Auteur : Ariel Kenig
Date de saisie : 03/05/2007
Genre : Documents Essais d'actualité
Editeur : Denoël, Paris, France
Collection : Essais
Prix : 8.00 € / 52.48 F
ISBN : 978-2-207-25960-3
GENCOD : 9782207259603
Sorti le : 29/03/2007
Tu es notre bunker.
À l'intérieur, une sorte d'inceste permanent nous flingue les cellules. Nous dégénérons. Nous faiblissons. Tes parois ne suffisent plus : il te faut renforcer l'isolement. Littéralement terrorises [...] nous ne vivons plus qu'en communauté restreinte. Plutôt que de nous battre en ton nom, comme s'il n'y avait plus rien à défendre, nous nous engageons dans de petites luttes domestiques. Plus loin n'existe pas.

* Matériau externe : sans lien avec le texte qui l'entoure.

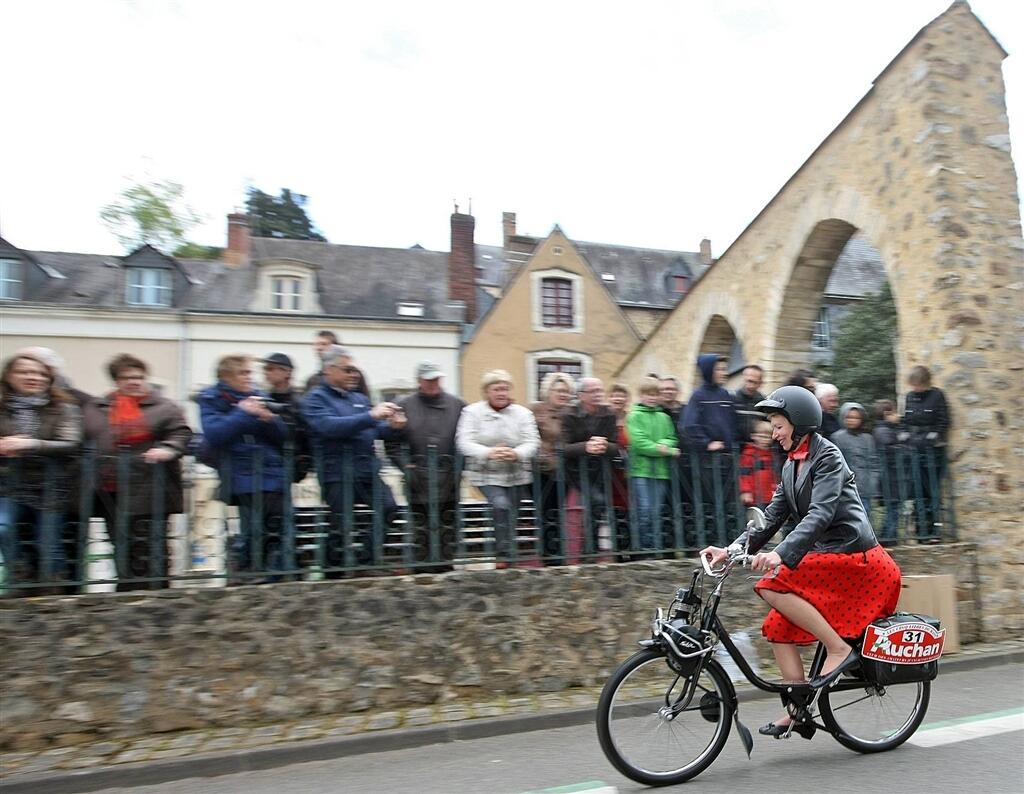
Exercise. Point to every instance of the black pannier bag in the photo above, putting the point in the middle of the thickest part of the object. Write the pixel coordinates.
(902, 649)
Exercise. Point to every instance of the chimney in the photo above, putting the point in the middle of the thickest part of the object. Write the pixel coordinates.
(706, 256)
(239, 240)
(462, 263)
(508, 227)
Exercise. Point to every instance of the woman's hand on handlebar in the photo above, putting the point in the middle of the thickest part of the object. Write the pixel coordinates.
(715, 554)
(766, 561)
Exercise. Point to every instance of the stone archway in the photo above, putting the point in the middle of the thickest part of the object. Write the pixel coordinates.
(922, 167)
(719, 336)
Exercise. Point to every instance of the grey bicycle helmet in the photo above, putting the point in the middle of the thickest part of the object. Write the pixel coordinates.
(796, 404)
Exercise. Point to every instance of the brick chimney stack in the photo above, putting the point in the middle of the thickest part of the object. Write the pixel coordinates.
(239, 240)
(508, 227)
(462, 263)
(706, 256)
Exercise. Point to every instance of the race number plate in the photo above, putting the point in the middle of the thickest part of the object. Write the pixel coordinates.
(904, 643)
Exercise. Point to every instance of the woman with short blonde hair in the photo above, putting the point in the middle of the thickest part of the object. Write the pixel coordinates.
(491, 377)
(556, 392)
(499, 439)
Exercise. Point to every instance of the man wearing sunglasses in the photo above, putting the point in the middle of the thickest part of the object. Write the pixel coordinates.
(344, 426)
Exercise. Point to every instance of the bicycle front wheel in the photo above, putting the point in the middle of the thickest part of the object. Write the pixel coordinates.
(871, 718)
(660, 728)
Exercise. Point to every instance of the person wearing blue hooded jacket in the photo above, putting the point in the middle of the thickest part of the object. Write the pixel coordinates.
(247, 440)
(711, 429)
(344, 427)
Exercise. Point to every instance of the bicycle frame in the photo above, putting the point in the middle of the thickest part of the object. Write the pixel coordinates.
(712, 623)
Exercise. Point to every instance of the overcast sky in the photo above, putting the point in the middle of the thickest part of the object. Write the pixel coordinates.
(639, 123)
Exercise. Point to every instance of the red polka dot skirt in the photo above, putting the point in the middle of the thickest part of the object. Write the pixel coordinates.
(849, 590)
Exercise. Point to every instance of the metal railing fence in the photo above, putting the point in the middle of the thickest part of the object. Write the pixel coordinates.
(98, 523)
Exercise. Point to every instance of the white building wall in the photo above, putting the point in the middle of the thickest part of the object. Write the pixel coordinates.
(182, 348)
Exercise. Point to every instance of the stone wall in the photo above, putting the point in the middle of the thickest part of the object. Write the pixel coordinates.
(105, 666)
(922, 168)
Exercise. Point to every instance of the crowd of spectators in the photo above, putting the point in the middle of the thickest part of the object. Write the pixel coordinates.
(607, 477)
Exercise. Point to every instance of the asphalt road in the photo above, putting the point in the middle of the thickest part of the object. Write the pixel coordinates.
(969, 756)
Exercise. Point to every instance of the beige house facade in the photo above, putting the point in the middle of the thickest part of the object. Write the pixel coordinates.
(555, 314)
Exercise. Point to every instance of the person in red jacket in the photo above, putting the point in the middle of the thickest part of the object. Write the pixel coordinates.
(757, 469)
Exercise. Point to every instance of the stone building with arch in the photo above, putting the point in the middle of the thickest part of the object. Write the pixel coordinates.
(922, 168)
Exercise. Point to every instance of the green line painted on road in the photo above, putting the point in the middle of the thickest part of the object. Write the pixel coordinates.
(974, 718)
(968, 729)
(591, 787)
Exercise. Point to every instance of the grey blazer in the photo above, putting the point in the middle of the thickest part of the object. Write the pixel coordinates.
(825, 504)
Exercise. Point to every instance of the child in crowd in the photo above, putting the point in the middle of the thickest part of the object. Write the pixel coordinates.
(757, 469)
(652, 442)
(889, 436)
(857, 447)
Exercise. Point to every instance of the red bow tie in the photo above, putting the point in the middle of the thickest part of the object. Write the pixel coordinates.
(803, 449)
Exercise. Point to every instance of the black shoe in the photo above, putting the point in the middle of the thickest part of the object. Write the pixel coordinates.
(778, 732)
(847, 664)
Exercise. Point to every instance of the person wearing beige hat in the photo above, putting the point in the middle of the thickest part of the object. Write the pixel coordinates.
(500, 440)
(425, 450)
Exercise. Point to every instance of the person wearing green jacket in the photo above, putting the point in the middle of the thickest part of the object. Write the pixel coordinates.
(652, 442)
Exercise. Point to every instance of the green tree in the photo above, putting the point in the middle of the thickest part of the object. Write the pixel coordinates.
(197, 251)
(863, 363)
(282, 216)
(151, 212)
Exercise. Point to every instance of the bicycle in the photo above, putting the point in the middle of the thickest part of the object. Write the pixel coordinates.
(871, 708)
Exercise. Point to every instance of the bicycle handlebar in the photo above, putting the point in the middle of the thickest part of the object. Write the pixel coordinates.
(733, 558)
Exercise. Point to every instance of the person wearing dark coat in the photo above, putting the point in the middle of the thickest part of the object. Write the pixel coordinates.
(926, 417)
(248, 440)
(827, 395)
(425, 451)
(857, 445)
(139, 440)
(344, 427)
(710, 428)
(829, 577)
(889, 437)
(744, 398)
(286, 402)
(591, 443)
(40, 434)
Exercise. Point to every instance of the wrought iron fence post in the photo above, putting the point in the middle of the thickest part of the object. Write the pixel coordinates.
(698, 514)
(85, 499)
(586, 502)
(433, 496)
(540, 519)
(288, 561)
(610, 518)
(157, 532)
(460, 535)
(562, 513)
(123, 531)
(677, 507)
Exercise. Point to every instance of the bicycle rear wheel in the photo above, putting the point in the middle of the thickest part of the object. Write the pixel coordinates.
(872, 718)
(650, 732)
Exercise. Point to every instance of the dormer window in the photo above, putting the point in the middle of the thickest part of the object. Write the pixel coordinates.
(286, 293)
(148, 287)
(410, 308)
(10, 280)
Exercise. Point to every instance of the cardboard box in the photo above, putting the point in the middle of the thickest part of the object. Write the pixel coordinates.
(935, 595)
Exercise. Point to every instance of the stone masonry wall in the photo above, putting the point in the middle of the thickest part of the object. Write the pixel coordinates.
(107, 666)
(922, 167)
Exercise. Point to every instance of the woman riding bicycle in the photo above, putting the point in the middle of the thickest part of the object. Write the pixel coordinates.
(829, 577)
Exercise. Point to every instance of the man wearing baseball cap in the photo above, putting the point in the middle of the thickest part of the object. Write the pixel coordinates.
(424, 449)
(284, 400)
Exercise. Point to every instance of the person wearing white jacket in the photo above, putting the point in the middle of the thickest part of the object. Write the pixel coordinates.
(499, 439)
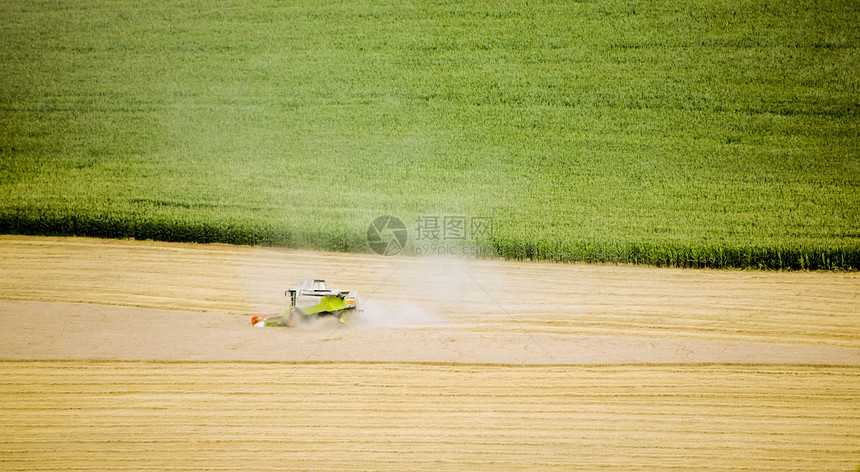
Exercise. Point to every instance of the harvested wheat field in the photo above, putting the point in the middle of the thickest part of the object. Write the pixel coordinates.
(130, 355)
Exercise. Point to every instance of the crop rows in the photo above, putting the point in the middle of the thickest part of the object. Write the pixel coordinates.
(681, 133)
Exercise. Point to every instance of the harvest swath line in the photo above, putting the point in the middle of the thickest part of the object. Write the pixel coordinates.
(396, 416)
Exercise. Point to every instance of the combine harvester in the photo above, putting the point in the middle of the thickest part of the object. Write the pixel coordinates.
(311, 300)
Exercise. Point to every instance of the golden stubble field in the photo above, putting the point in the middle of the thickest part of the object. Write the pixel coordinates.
(129, 355)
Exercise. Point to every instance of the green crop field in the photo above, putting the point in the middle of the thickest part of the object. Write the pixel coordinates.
(696, 134)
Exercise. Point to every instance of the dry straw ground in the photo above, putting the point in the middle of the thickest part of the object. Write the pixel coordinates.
(138, 356)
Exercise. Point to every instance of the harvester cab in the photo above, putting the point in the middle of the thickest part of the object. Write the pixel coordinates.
(310, 300)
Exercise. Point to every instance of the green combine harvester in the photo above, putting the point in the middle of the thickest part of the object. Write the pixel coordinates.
(311, 300)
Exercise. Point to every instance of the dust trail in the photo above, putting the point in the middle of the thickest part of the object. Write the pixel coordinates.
(377, 314)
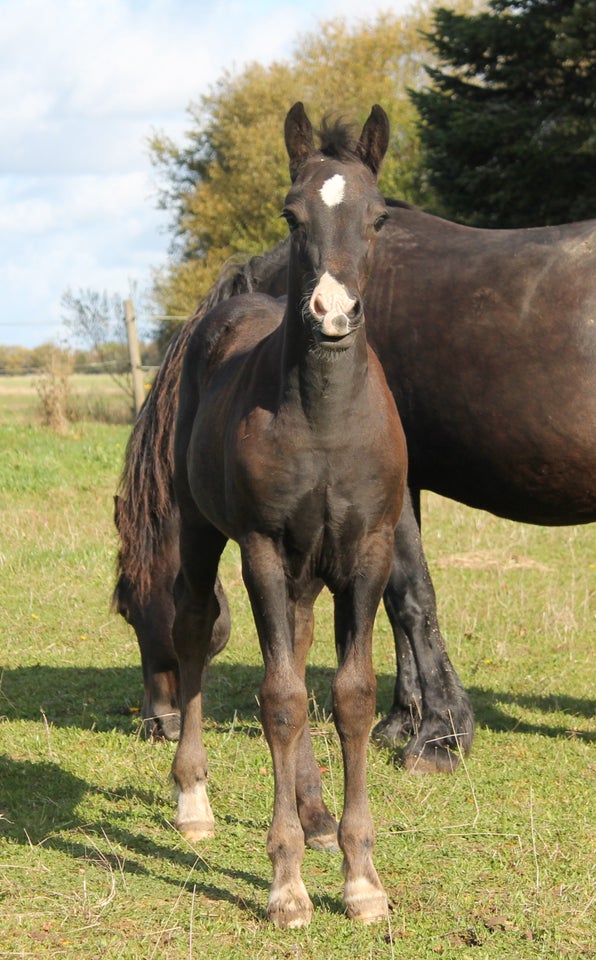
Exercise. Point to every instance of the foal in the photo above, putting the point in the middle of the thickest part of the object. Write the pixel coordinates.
(289, 442)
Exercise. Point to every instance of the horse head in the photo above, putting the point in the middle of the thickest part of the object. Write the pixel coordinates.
(334, 210)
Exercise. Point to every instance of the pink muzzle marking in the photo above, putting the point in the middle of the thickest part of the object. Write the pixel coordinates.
(331, 303)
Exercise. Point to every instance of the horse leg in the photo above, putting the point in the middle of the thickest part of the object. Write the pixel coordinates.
(284, 717)
(152, 618)
(197, 610)
(354, 691)
(429, 702)
(319, 825)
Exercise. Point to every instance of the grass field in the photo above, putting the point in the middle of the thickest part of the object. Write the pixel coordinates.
(496, 861)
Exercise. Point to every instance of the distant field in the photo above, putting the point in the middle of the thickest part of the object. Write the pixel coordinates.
(91, 396)
(494, 863)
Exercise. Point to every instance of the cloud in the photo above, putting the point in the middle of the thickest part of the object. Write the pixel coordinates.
(82, 86)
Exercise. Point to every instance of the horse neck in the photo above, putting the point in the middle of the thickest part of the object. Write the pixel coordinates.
(326, 384)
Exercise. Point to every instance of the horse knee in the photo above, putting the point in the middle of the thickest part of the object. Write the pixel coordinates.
(354, 699)
(284, 704)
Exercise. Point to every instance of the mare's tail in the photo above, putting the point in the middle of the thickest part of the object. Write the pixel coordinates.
(145, 503)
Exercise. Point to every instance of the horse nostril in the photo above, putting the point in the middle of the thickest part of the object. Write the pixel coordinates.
(355, 310)
(318, 307)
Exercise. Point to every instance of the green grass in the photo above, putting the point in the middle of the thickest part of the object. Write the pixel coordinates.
(494, 862)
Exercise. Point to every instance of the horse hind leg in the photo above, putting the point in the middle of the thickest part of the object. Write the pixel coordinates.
(197, 610)
(430, 704)
(152, 618)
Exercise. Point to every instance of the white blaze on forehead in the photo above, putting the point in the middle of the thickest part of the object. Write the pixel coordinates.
(333, 190)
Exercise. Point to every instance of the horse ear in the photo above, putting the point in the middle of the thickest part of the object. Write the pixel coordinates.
(374, 139)
(300, 142)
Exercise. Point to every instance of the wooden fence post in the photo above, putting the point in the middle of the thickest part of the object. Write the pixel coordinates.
(134, 354)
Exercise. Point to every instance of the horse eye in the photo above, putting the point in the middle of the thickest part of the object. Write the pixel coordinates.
(291, 219)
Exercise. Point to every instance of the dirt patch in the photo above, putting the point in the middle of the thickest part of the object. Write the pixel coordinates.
(490, 560)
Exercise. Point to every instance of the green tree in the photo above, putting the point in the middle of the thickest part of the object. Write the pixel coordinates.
(225, 186)
(509, 125)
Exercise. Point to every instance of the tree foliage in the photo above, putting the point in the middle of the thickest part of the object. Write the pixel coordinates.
(225, 186)
(509, 124)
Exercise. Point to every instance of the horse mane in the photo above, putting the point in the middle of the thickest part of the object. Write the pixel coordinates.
(337, 138)
(145, 503)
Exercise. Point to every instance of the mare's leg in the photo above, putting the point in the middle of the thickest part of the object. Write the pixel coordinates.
(197, 610)
(430, 703)
(354, 691)
(152, 618)
(284, 717)
(319, 825)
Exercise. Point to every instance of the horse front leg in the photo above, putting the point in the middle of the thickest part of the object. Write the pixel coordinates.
(354, 697)
(197, 610)
(284, 718)
(319, 825)
(430, 704)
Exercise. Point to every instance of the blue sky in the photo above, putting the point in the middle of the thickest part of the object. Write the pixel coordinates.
(82, 85)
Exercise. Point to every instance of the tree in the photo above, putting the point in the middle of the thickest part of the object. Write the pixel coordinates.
(509, 125)
(225, 186)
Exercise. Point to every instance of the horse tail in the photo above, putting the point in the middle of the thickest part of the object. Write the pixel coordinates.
(145, 502)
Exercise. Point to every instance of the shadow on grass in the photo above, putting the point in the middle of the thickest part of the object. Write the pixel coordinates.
(38, 807)
(109, 698)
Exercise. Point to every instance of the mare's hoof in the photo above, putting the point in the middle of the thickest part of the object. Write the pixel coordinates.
(195, 830)
(365, 901)
(430, 758)
(290, 907)
(392, 731)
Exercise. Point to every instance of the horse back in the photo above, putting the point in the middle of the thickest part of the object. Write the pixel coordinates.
(489, 347)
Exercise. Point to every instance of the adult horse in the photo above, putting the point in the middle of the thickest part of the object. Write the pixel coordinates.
(288, 441)
(488, 341)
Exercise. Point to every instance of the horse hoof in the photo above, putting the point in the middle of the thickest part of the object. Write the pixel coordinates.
(364, 901)
(391, 731)
(196, 830)
(290, 907)
(430, 759)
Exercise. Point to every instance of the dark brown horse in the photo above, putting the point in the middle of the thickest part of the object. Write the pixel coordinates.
(288, 441)
(488, 341)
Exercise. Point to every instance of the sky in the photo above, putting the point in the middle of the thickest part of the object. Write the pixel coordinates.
(83, 84)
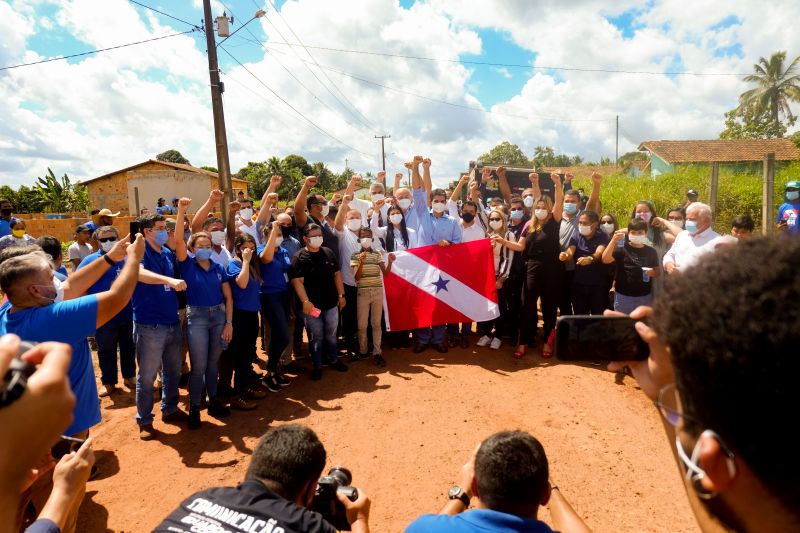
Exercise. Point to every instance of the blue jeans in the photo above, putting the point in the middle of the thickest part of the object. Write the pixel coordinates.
(432, 335)
(626, 304)
(275, 307)
(322, 336)
(158, 346)
(108, 337)
(204, 326)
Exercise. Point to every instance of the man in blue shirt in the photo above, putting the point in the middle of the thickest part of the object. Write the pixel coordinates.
(509, 477)
(27, 280)
(435, 227)
(156, 331)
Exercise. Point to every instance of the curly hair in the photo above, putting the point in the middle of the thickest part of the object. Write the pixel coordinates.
(731, 324)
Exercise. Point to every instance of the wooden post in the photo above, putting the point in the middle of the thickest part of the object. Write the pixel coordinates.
(767, 208)
(712, 199)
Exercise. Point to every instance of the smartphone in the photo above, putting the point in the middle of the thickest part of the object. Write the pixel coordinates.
(598, 338)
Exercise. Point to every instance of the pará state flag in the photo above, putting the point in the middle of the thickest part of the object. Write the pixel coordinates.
(436, 285)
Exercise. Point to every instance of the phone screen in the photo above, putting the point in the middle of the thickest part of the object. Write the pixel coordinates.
(598, 338)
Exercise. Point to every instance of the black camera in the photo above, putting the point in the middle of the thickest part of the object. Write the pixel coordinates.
(325, 501)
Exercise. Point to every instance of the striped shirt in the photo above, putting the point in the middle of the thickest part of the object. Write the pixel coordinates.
(370, 271)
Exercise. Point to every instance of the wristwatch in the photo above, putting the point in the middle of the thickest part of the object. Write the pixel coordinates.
(457, 493)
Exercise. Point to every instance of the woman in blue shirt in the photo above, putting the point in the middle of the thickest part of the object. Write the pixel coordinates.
(275, 301)
(244, 275)
(209, 317)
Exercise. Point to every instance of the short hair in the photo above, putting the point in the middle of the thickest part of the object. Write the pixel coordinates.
(511, 472)
(15, 269)
(743, 222)
(149, 221)
(733, 346)
(212, 220)
(50, 245)
(290, 455)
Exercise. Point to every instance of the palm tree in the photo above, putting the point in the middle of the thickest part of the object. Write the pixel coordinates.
(776, 87)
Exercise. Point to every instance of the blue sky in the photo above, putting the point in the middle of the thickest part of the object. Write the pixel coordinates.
(98, 113)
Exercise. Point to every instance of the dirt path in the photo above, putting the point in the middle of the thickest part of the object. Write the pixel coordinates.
(404, 432)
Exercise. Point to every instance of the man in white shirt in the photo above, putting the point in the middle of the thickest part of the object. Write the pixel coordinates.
(690, 244)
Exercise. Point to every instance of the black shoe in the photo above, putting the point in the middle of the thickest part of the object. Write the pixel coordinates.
(339, 366)
(217, 409)
(194, 417)
(272, 384)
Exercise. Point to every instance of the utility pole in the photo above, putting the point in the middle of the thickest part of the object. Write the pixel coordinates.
(383, 151)
(220, 137)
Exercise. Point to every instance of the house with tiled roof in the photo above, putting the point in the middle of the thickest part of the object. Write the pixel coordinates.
(742, 155)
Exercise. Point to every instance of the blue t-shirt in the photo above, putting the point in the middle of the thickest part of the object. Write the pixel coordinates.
(597, 272)
(790, 213)
(69, 322)
(105, 282)
(243, 299)
(156, 304)
(203, 287)
(275, 275)
(477, 520)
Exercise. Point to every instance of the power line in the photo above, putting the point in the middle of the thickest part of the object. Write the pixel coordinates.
(166, 14)
(96, 51)
(309, 121)
(516, 65)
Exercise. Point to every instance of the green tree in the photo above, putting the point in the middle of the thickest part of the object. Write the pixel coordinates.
(775, 87)
(172, 156)
(506, 153)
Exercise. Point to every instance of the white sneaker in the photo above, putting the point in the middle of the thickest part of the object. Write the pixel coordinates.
(484, 341)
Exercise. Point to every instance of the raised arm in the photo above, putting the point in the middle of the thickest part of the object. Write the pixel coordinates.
(202, 214)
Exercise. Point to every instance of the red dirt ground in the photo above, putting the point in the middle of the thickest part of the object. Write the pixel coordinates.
(404, 431)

La vie, c'est le blockhaus : l'habitation à loyer modéré, le hameau de campagne, le quartier pavillonnaire, le gratte-ciel résidentiel, l'impasse à lofts ou l'hôtel particulier. Les types de logis s'affrontent pendant que nos petits ego concourent. [...]Tous contre tous, nous avons amoindri nos forces, perdu notre lucidité, et cela m'est égal, au fond, de brûler mes liens. Que reste-t-il du sentiment d'être français ? Telle est la question qu'Ariel Kenig pose dans sa langue sensible et frontale.
Manifeste d'une jeunesse indignée mais volontaire, Quitter la France est écrit comme la lettre d'un amoureux déçu.
Ariel Kenig a vingt-trois ans. Il est l'auteur, chez Denoël, des romans Camping Atlantic (2005) et La Pause (2006). Lauréat de la fondation Beaumarchais, il écrit également pou le théâtre.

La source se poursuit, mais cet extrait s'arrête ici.